Life as a Classroom - Behind the scenes

Monday, March 14, 2016

While classrooms around the world can and do look different, going to school is more-or-less a universal experience. After five long years of conflict in Syria, it can be hard to find new ways to help people “see” or “experience” the conflict in a way that moves them personally.

At World Vision, we know how the conflict is affecting children in Syria and beyond. One in four schools in Syria has been damaged, destroyed or used to shelter displaced people, over a fifth of teachers have fled the country, and in neighbouring countries, some parents feel they have no choice but to withdraw their children from school and send them to work, others are marrying their daughters at a young age just so there is one less mouth to feed. But one of the affects of this conflict that I find particularly shocking is the mind-boggling 24.5 million school years that have been lost.

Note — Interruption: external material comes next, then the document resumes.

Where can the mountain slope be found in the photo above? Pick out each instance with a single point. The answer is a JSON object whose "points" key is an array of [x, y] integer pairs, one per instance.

To try and highlight the devastating impact of this crisis in a new way, World Vision partnered with Frontier Economics to produce a report: The Cost of Conflict for Children: Five Years of the Syria Crisis. The report reveals the economic toll on Syria, Jordan, Lebanon and Turkey to date and into the future. The $275 billion USD this conflict has already cost the Syrian economy in lost growth opportunities will never be recovered. It will never be spent on education or futures for children.

While the report is eye-opening and disturbing, we also wanted to find a way to connect emotionally with those who want to learn more about the impact of the conflict in Syria and motivate them to take action. The Life as a Classroom video was the brainchild of World Vision’s communications and translations officer, Kinan Diab.  Kinan is from Syria and actually graduated in dentistry there. He started working with World Vision in Turkey two years ago. When he shared this video idea with me, I thought it was such a powerful concept that we just had to make it happen.  We shot the video in a classroom in Gaziantep, Turkey. Everyone who appears in the video is Syrian. He thought that the experience of education and being in a classroom was universal and that through the depiction of what has happened to so many schools across Syria, this might make it more real for people.

We spent two days in the classroom shooting this video and the spirit, energy and sense of humour of everyone involved was really uplifting.

Our hope is that this video will inspire the international community to do everything in its power to bring peace to Syria so the sounds of laughter and learning once again ring out in classrooms across the country.